The Hunger Project, in partnership with the UN Democracy Fund (UNDEF) and Logolink, a global learning initiative for citizen participation and local governance, launched the 2014 State of Participatory Democracy Report on Tuesday, September 23 at Inside Park at St. Bart’s in New York City during the United Nations General Assembly.
“The issues that really matter in people’s daily lives – water, sanitation, primary health care, primary education, year-round access to affordable nutrition food, basic safety and social justices – must all be resolved locally,” said Hunger Project Executive Vice President John Coonrod. “Ensuring such services is never simply an administrative matter, rather an exercise in ensuring human rights. The transformation from ‘subject’ to ‘citizen’ is the great unfinished narrative of human history.”
Over the course of the year, The Hunger Project, in partnership with UNDEF, consulted with pioneering civil society organizations and other stakeholders that have invested decades in shifting their countries’ policies towards greater citizen engagement and local democracy. This included areas where democracy is most fragile in Africa, the Middle East, the Balkans and Central Asia – and of the first time – Middle East and North Africa, Arab countries and Western Asia.
These discussions and a widely implemented survey culminated in the 2014 report, which ranks 52 countries on five key dimensions of participatory democracy: active citizenry, political decentralization, administrative decentralization, fiscal decentralization and multi-sectoral planning.
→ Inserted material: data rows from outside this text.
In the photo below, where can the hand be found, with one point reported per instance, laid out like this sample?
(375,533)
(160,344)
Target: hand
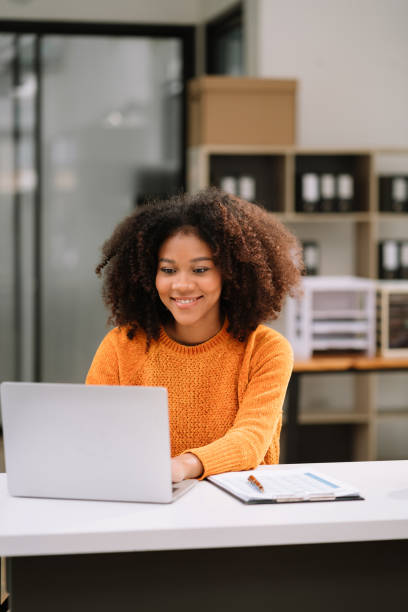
(185,466)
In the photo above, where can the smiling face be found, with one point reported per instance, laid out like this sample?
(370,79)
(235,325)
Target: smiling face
(189,285)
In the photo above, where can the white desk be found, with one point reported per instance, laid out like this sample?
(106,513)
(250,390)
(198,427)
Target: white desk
(252,552)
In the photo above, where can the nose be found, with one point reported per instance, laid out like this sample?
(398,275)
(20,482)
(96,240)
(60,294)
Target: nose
(182,282)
“The main lesson of this year’s report,” Coonrod shared, is “in many countries where national-level democracy and respect for human rights may be fragile, the roots of democratic values are being deepened, and we are seeing new legislation. This expansion of participatory local democracy has yielded improvement of public services and inclusion of an active civil society in the formation of new laws.”
At the launch, Hunger Project President and CEO Åsa Skogström Feldt shared, “Launching this report amidst the discussions of the Sustainable Development Goals [SDGs] is critical. One year from today – hopefully – the SDGs will be final. And we will work with many others to ensure that the final SDGs will empower women and men around the world to have local governments that work.”